Like Lehn, Pfister says the Affordable Care Act has provided a focus to help bring about changes that were influenced by a variety of other factors. She predicted that five years from now, such strategies will affect a much wider range of people.
“I can look at my 80-year-old mother and I can see where that coordination of care makes a difference,” she says.
To Plese, of the Arizona Association of Community Health Centers, an essential part of the new approach is its emphasis on wellness and preventive care — treating potential illnesses before they become costly.
Such efforts are not new to health care in the United States. But she and others believe that a higher level of sophistication — including the use of electronic records, better coordination among providers and better care for women and children — will lead to a higher level of success.
“I don’t think people understand this is going from a sick care model to well care,” Plese says.
The federal law provides aggressive new incentives and penalties to encourage hospitals and other health care providers to change their approach to delivering health care, says Kim Van Pelt, director of Arizona Health Futures at St. Luke’s Health Initiatives. It encourages hospitals to form partnerships with community care organizations to provide health care in communities that often have been neglected, she notes.

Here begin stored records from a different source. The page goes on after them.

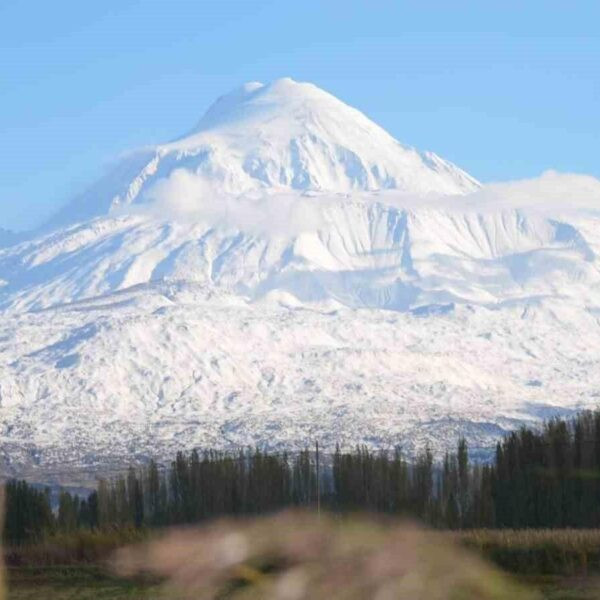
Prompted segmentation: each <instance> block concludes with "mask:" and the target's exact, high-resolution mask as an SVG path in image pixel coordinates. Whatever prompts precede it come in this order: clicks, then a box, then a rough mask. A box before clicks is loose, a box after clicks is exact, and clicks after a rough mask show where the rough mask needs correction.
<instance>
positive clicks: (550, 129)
mask: <svg viewBox="0 0 600 600" xmlns="http://www.w3.org/2000/svg"><path fill="white" fill-rule="evenodd" d="M598 23H600V2H597V1H593V2H592V1H590V2H584V1H580V2H577V1H572V2H570V3H567V2H563V1H560V2H558V1H552V0H544V1H539V2H538V1H535V0H528V1H527V2H516V1H515V2H511V1H504V2H500V1H498V2H496V1H490V2H481V1H475V0H473V1H471V2H460V1H455V2H448V1H436V0H432V1H431V2H427V3H422V2H417V1H416V0H415V1H411V2H402V1H395V2H392V1H379V0H370V1H368V2H367V0H363V1H360V2H359V1H356V2H354V1H352V0H345V1H337V0H320V1H312V0H303V1H298V0H295V1H293V2H292V1H289V0H278V1H266V0H265V1H253V0H239V1H233V0H216V1H202V0H189V1H184V0H168V1H167V0H164V1H161V2H159V1H150V0H146V1H128V0H118V1H113V0H103V1H102V2H79V1H75V0H72V1H70V2H66V1H61V0H53V1H52V2H46V1H45V0H38V1H36V2H32V1H28V0H14V1H11V0H0V137H1V140H2V155H1V156H0V159H1V160H0V227H10V228H14V229H22V228H27V227H32V226H35V225H37V224H39V223H40V222H41V221H42V220H43V219H44V218H46V217H47V216H48V215H49V214H50V213H51V212H52V211H53V210H55V209H56V207H57V206H59V205H60V204H62V203H63V202H65V201H66V200H67V199H68V198H69V197H71V196H72V195H73V194H75V193H76V192H78V191H79V190H81V189H83V188H84V187H85V186H86V184H88V183H89V182H90V181H92V180H93V179H94V178H95V177H97V176H98V175H100V174H101V173H102V172H103V170H104V169H106V168H107V165H109V164H110V163H111V162H112V161H114V160H115V159H116V158H117V157H118V156H119V154H120V153H122V152H123V151H125V150H127V149H130V148H133V147H136V146H140V145H143V144H146V143H152V142H160V141H166V140H169V139H172V138H174V137H177V136H178V135H179V134H181V133H183V132H185V131H187V130H188V129H190V128H191V127H192V126H193V125H194V124H195V122H196V121H197V120H198V119H199V118H200V116H201V114H202V113H203V111H204V110H205V109H206V108H207V106H208V105H209V104H210V103H211V102H212V101H213V100H214V99H215V98H216V97H217V96H219V95H220V94H222V93H225V92H227V91H228V90H229V89H231V88H233V87H235V86H237V85H239V84H240V83H243V82H245V81H250V80H259V81H270V80H272V79H277V78H279V77H282V76H291V77H293V78H294V79H298V80H303V81H312V82H314V83H316V84H317V85H319V86H321V87H323V88H325V89H326V90H328V91H330V92H331V93H333V94H335V95H336V96H338V97H340V98H341V99H342V100H344V101H346V102H347V103H349V104H351V105H353V106H356V107H357V108H359V109H360V110H362V111H363V112H365V113H366V114H367V115H368V116H369V117H371V118H372V119H373V120H375V121H376V122H378V123H379V124H381V125H382V126H383V127H385V128H386V129H387V130H388V131H389V132H390V133H392V135H394V136H395V137H397V138H398V139H400V140H401V141H403V142H404V143H407V144H410V145H414V146H416V147H418V148H420V149H423V150H433V151H435V152H437V153H438V154H440V155H441V156H443V157H445V158H447V159H449V160H452V161H453V162H455V163H457V164H458V165H459V166H461V167H463V168H464V169H466V170H467V171H469V172H470V173H471V174H472V175H474V176H475V177H477V178H479V179H480V180H482V181H497V180H506V179H517V178H523V177H531V176H535V175H538V174H540V173H541V172H542V171H544V170H547V169H556V170H559V171H571V172H580V173H589V174H592V175H595V176H600V153H599V151H598V150H599V142H600V36H599V35H598V27H599V25H598Z"/></svg>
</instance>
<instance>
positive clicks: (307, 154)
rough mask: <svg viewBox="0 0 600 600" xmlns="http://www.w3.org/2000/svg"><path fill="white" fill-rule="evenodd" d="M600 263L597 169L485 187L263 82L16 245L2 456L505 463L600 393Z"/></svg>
mask: <svg viewBox="0 0 600 600" xmlns="http://www.w3.org/2000/svg"><path fill="white" fill-rule="evenodd" d="M7 239H10V238H7ZM599 252H600V181H598V180H597V179H595V178H593V177H589V176H585V175H572V174H559V173H554V172H547V173H545V174H543V175H542V176H541V177H539V178H535V179H531V180H527V181H518V182H507V183H497V184H488V185H485V186H482V185H481V184H480V183H479V182H477V181H476V180H475V179H474V178H472V177H471V176H469V175H468V174H467V173H465V172H464V171H462V170H461V169H460V168H458V167H456V166H455V165H452V164H451V163H449V162H447V161H445V160H443V159H441V158H440V157H438V156H437V155H435V154H433V153H422V152H419V151H417V150H414V149H412V148H410V147H408V146H404V145H403V144H401V143H399V142H398V141H396V140H395V139H393V138H392V137H391V136H390V135H389V134H387V133H386V132H385V131H384V130H383V129H382V128H380V127H379V126H377V125H376V124H374V123H373V122H372V121H370V120H369V119H368V118H367V117H366V116H365V115H363V114H362V113H360V112H359V111H357V110H355V109H353V108H351V107H349V106H347V105H346V104H344V103H342V102H341V101H339V100H337V99H336V98H334V97H333V96H331V95H330V94H328V93H326V92H324V91H323V90H320V89H319V88H317V87H316V86H313V85H311V84H306V83H298V82H295V81H293V80H291V79H283V80H278V81H276V82H273V83H271V84H267V85H263V84H260V83H256V82H253V83H249V84H246V85H244V86H242V87H241V88H239V89H237V90H234V91H233V92H231V93H230V94H228V95H226V96H224V97H222V98H220V99H219V100H217V102H215V104H213V106H212V107H210V108H209V109H208V111H207V112H206V114H205V116H204V117H203V118H202V119H201V120H200V121H199V123H198V125H197V126H196V127H195V128H193V129H192V130H191V132H190V133H188V134H187V135H185V136H184V137H182V138H180V139H178V140H175V141H173V142H170V143H167V144H163V145H159V146H156V147H152V148H143V149H141V150H138V151H136V152H133V153H131V154H130V155H128V156H127V157H125V158H124V159H123V161H122V162H121V163H120V164H119V165H118V166H117V167H116V168H115V169H114V170H113V171H111V172H109V173H107V174H106V176H105V177H103V178H102V179H101V180H100V181H99V182H97V183H96V184H94V185H93V186H92V187H91V188H90V189H88V190H87V191H86V192H85V193H83V194H81V195H79V196H78V197H76V198H75V199H74V200H73V201H71V202H70V203H69V204H67V205H66V206H65V207H64V208H63V209H62V210H61V211H59V212H58V213H57V214H56V216H55V217H54V218H53V219H52V220H51V221H49V222H48V223H46V224H45V225H44V226H43V227H41V228H40V229H38V230H36V231H32V232H29V233H28V234H27V235H24V236H19V237H18V238H14V239H10V241H7V242H6V243H5V244H4V247H2V248H0V315H1V316H2V318H1V319H0V437H1V440H2V442H1V443H0V453H1V457H0V464H1V465H2V470H3V471H4V472H6V473H10V474H23V473H27V474H29V475H30V476H32V477H38V478H40V477H41V478H46V479H49V480H50V479H52V478H55V479H57V480H61V481H63V480H64V478H65V477H76V476H75V475H73V474H74V473H92V474H93V473H95V472H98V471H100V470H102V469H108V468H110V467H118V465H121V466H122V465H124V464H127V463H128V461H131V460H143V459H144V458H147V457H149V456H154V457H157V458H159V459H161V458H164V457H167V456H169V455H170V454H171V453H172V452H174V451H176V450H178V449H186V448H191V447H200V448H202V447H220V448H233V447H239V446H245V445H259V446H263V447H268V448H288V449H294V448H302V447H304V446H306V445H308V444H311V443H313V442H314V441H315V440H319V442H320V443H321V444H322V445H323V447H325V448H332V447H333V446H334V445H335V444H336V443H337V442H339V443H341V444H342V445H354V444H357V443H364V444H368V445H370V446H374V447H391V446H395V445H402V446H403V447H404V448H405V449H406V451H407V452H409V453H412V452H415V451H416V450H417V449H419V448H422V447H423V446H424V445H425V444H428V445H429V446H430V447H432V448H433V449H434V451H436V452H438V453H439V452H443V451H444V450H445V449H446V448H447V447H449V446H450V445H453V444H454V443H455V441H456V438H457V437H458V435H465V436H466V437H467V438H468V440H469V442H470V444H471V447H472V448H473V450H474V451H475V452H478V453H480V454H481V456H485V454H486V452H489V449H490V448H492V447H493V445H494V444H495V441H496V440H497V439H498V438H499V437H500V436H501V435H503V434H505V433H506V432H507V431H510V430H511V429H514V428H516V427H519V426H520V425H522V424H524V423H527V424H535V423H538V422H539V421H540V420H542V419H546V418H549V417H551V416H554V415H568V414H571V413H572V412H574V411H577V410H581V409H584V408H595V407H596V406H597V402H598V398H599V397H600V369H599V368H598V367H599V363H600V335H599V334H600V329H599V326H600V320H599V318H600V269H599V261H598V254H599ZM82 476H83V475H82ZM90 476H91V475H90Z"/></svg>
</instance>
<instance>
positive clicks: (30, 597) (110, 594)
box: [8, 567, 600, 600]
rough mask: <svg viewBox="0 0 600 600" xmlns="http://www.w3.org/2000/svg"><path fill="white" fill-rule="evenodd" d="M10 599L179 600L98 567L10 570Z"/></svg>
mask: <svg viewBox="0 0 600 600" xmlns="http://www.w3.org/2000/svg"><path fill="white" fill-rule="evenodd" d="M8 579H9V593H8V599H9V600H45V599H52V600H96V599H98V600H121V599H128V600H137V599H139V600H155V599H156V600H177V594H174V593H169V592H167V591H166V590H165V589H164V588H163V586H162V585H161V584H159V583H157V582H151V581H142V580H140V579H137V580H129V579H122V578H119V577H115V576H113V575H111V574H109V573H107V572H105V571H104V570H102V569H101V568H99V567H64V568H61V567H52V568H30V567H21V568H16V569H10V571H9V573H8ZM521 581H522V582H523V583H524V584H525V585H527V586H529V587H531V588H533V589H536V590H538V591H539V592H540V596H541V598H544V599H547V600H597V599H600V580H599V579H597V578H593V577H579V578H565V577H551V576H547V577H526V578H522V579H521Z"/></svg>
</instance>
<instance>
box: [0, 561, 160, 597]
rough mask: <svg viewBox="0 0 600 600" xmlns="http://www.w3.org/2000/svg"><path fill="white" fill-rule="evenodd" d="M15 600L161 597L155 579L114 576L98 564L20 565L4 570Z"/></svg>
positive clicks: (9, 593)
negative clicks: (125, 578) (92, 566)
mask: <svg viewBox="0 0 600 600" xmlns="http://www.w3.org/2000/svg"><path fill="white" fill-rule="evenodd" d="M7 575H8V598H9V599H13V598H14V599H15V600H17V599H18V600H45V599H52V600H54V599H56V600H95V599H98V600H104V599H106V600H109V599H110V600H117V599H119V600H120V599H121V598H128V599H130V600H133V599H137V598H139V599H140V600H142V599H144V600H146V599H148V600H150V599H154V598H163V599H164V598H165V595H164V594H163V593H162V589H161V586H160V585H159V584H158V583H156V582H144V581H142V580H139V579H138V580H129V579H122V578H119V577H115V576H113V575H111V574H109V573H107V572H106V571H104V570H103V569H101V568H100V567H87V566H86V567H46V568H32V567H20V568H13V569H9V571H8V574H7Z"/></svg>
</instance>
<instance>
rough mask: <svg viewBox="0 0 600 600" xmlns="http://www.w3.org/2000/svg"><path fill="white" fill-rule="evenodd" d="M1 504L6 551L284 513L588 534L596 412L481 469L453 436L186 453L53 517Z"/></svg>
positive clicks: (450, 526) (554, 427) (27, 488)
mask: <svg viewBox="0 0 600 600" xmlns="http://www.w3.org/2000/svg"><path fill="white" fill-rule="evenodd" d="M6 503H7V515H6V525H5V530H4V538H5V540H6V541H7V542H8V543H10V544H19V543H22V542H25V541H30V540H35V539H39V538H40V537H41V536H43V535H45V534H47V533H51V532H54V531H64V532H71V531H75V530H78V529H96V528H123V527H135V528H141V527H161V526H166V525H173V524H183V523H195V522H199V521H202V520H205V519H209V518H212V517H216V516H223V515H251V514H258V513H265V512H272V511H276V510H279V509H282V508H285V507H290V506H296V507H306V508H315V509H316V508H321V507H323V508H324V509H327V510H331V511H337V512H346V511H357V510H367V511H375V512H382V513H389V514H405V515H413V516H416V517H418V518H419V519H421V520H423V521H425V522H427V523H429V524H431V525H432V526H434V527H439V528H449V529H461V528H463V529H467V528H482V527H487V528H526V527H598V526H600V411H597V412H585V413H582V414H580V415H578V416H577V417H575V418H573V419H570V420H565V419H558V418H556V419H552V420H550V421H549V422H547V423H546V424H545V425H544V426H543V427H542V428H541V429H540V430H534V429H530V428H522V429H520V430H518V431H516V432H513V433H510V434H508V435H507V436H506V437H505V438H504V439H503V440H502V441H501V442H499V443H498V445H497V447H496V452H495V455H494V457H493V459H492V460H491V461H490V462H489V463H478V462H477V461H473V460H471V459H470V458H469V452H468V447H467V442H466V441H465V440H464V439H462V438H461V439H459V440H458V443H457V447H456V449H455V450H454V451H453V452H449V453H446V454H445V456H444V457H442V458H441V459H440V460H438V461H436V460H434V457H433V454H432V452H431V451H430V450H429V449H428V448H425V449H424V450H423V451H422V452H420V453H419V454H418V455H417V456H416V457H414V458H413V459H412V460H409V459H408V457H406V456H405V455H404V454H403V453H402V451H401V449H400V448H396V449H394V450H392V451H383V450H381V451H374V450H371V449H368V448H366V447H357V448H356V449H354V450H352V451H342V450H341V449H340V448H339V447H338V448H336V451H335V453H334V454H333V455H331V454H330V455H323V454H322V453H320V452H319V450H318V445H317V446H316V448H315V450H310V451H309V450H304V451H302V452H299V453H295V454H291V453H285V452H283V453H269V452H262V451H260V450H258V449H257V450H253V451H250V450H245V451H240V452H237V453H232V452H218V451H214V450H209V451H206V452H199V451H197V450H194V451H192V452H191V453H189V454H186V453H183V452H179V453H178V454H177V455H176V457H175V459H174V460H173V461H172V462H171V464H170V465H168V466H166V467H164V466H161V465H159V464H157V463H156V462H155V461H150V462H149V463H148V464H147V465H145V466H142V467H139V468H133V467H131V468H130V469H129V470H128V471H127V473H125V474H123V475H120V476H117V477H114V478H112V479H100V480H99V481H98V486H97V489H96V490H95V491H94V492H93V493H92V494H90V495H89V496H88V497H87V498H80V497H78V496H77V495H72V494H70V493H68V492H67V491H62V492H60V494H59V497H58V506H57V507H55V510H54V511H53V510H52V509H51V506H52V503H51V496H50V492H49V491H48V490H43V489H38V488H36V487H35V486H32V485H29V484H27V483H25V482H23V481H14V480H13V481H9V482H8V483H7V484H6Z"/></svg>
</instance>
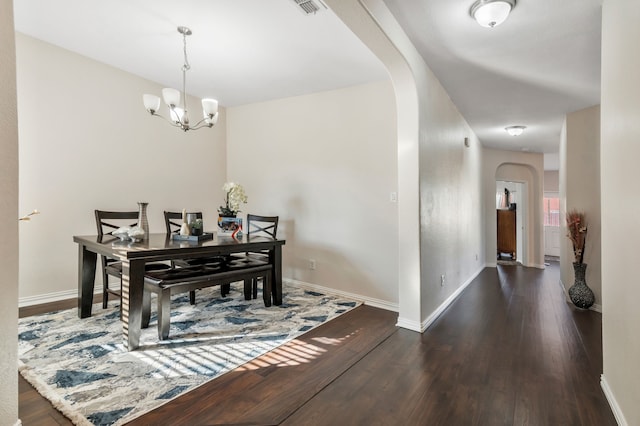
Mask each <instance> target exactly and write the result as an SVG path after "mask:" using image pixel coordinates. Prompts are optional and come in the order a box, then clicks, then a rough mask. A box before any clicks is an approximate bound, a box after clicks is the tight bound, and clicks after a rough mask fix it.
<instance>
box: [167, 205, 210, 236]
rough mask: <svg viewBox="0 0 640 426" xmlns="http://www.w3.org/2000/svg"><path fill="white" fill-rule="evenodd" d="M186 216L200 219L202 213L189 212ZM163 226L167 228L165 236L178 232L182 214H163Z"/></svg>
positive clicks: (181, 224)
mask: <svg viewBox="0 0 640 426" xmlns="http://www.w3.org/2000/svg"><path fill="white" fill-rule="evenodd" d="M187 214H195V215H196V219H202V212H189V213H187ZM164 224H165V226H166V228H167V234H171V233H176V234H177V233H178V232H180V227H181V226H182V212H168V211H166V210H165V212H164Z"/></svg>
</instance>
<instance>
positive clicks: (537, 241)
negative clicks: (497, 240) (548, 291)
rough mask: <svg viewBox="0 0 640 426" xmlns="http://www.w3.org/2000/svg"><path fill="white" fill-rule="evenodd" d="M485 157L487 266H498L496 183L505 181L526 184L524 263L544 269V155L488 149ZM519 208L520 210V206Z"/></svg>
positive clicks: (484, 199)
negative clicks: (497, 181)
mask: <svg viewBox="0 0 640 426" xmlns="http://www.w3.org/2000/svg"><path fill="white" fill-rule="evenodd" d="M482 158H483V161H482V185H483V197H484V203H483V208H484V210H485V221H484V223H483V232H484V244H485V247H486V249H485V250H486V259H485V261H486V263H487V265H491V266H495V265H496V254H497V253H496V250H497V224H496V180H504V181H510V182H521V183H526V186H527V200H526V206H523V208H522V209H521V210H522V213H523V216H524V221H526V228H527V229H526V230H525V233H524V236H525V237H524V238H525V239H526V244H524V246H523V251H524V253H523V258H522V263H523V265H525V266H531V267H535V268H544V240H543V235H544V229H543V226H542V224H543V220H542V195H543V176H544V164H543V163H544V158H543V155H542V154H536V153H527V152H517V151H503V150H497V149H490V148H485V149H484V152H483V157H482ZM518 208H519V209H520V206H518ZM519 257H520V256H518V258H519Z"/></svg>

The formation of accountable care organizations to coordinate services among various providers has been an essential part of the reform. The organizations are playing key roles in developing new solutions — to get people working together on “the latest and greatest care model,” Lehn says.
“All of this really starts with the clinicians looking at how to do things better and getting people on board to do that,” he says.
In the end, the reforms will matter less on what state or federal government does than on private industry and consumers, Lehn says. The key is to come up with good ideas and get people to buy into them — which essentially means doing whatever is necessary to take care of themselves.
“People need to recognize that they have health care risks to manage, and that they need to be partners in dealing with them,” he says.
Impact of Affordable Care Act on Arizona: Here are some of the effects of federal health reform on Arizona:
Since 2010, Arizona has received $9.4 million in grants from the Prevention and Public Health Fund created by the ACA.
Health centers in Arizona have received
$49.8 million to create new health center sites in medically underserved areas, enable health centers to increase the number of patients served, expand preventive and primary health care services, and/or support major construction and renovation projects.
Arizona has received $30.8 million in grants for research, planning, information technology development and implementation of affordable insurance exchanges.
The state has received $1 million in planning grants to conduct research and planning to help determine how its exchange will be operated.
As of December 2011, 69,000 young adults in Arizona gained insurance coverage because of the requirement that health plans are required to allow parents to keep their children under age 26 on their family coverage if the children lack job-based coverage.
In 2011, 637,233 people with Medicare in Arizona received free preventive services such as mammograms and colonoscopies or a free annual wellness visit with their doctor. In the first six months of this year, 258,660 people with Medicare received free preventive coverage.